Mais pour les syndicats, dont certains ne sont pas opposés à une rationalisation de ces instances, il serait inacceptable de diminuer les moyens d’action syndicale. Les prérogatives du CHSCT, qui peut diligenter une enquête de sécurité et porter plainte devant la justice comme personne morale, pourraient notamment être écornées.

Le gouvernement a également précisé mardi que le plan formation professionnelle, gimmick d’Emmanuel Macron pour faire passer les mesures de flexibilisation, devra être proposé dès la rentrée 2017, pour entrer en action début 2018.
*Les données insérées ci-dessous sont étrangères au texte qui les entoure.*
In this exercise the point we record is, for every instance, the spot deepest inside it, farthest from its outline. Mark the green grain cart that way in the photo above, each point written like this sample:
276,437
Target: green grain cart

Nous sommes en revanche sans nouvelles du référendum d’entreprise à l’initiative de l’employeur (il faut aujourd’hui qu’un syndicat représentant 30 % des salariés en fasse la demande), du « chèque syndical », de l’incitation pour les grandes entreprises à faire participer des salariés à leur conseil d’administration ; pistes mises en avant dans le document de travail révélé lundi par Le Parisien.

L’ouverture de l’assurance chômage aux salariés démissionnaires et aux indépendants, et sa reprise en main par l’État, seront en revanche progressivement mises en œuvre à partir de l’été 2018, contrairement à ce qu’affirmait le quotidien.

Enfin, l’énorme réforme des retraites devra être conduite à partir de 2018, sans remise en question de la prise en compte de la pénibilité, a précisé le Premier ministre afin de rassurer, suite au moratoire annoncé sur le compte pénibilité. Le gouvernement annonce également qu’il nommera des « personnalités, pour formuler dès l’automne des propositions » pour une réforme des retraites.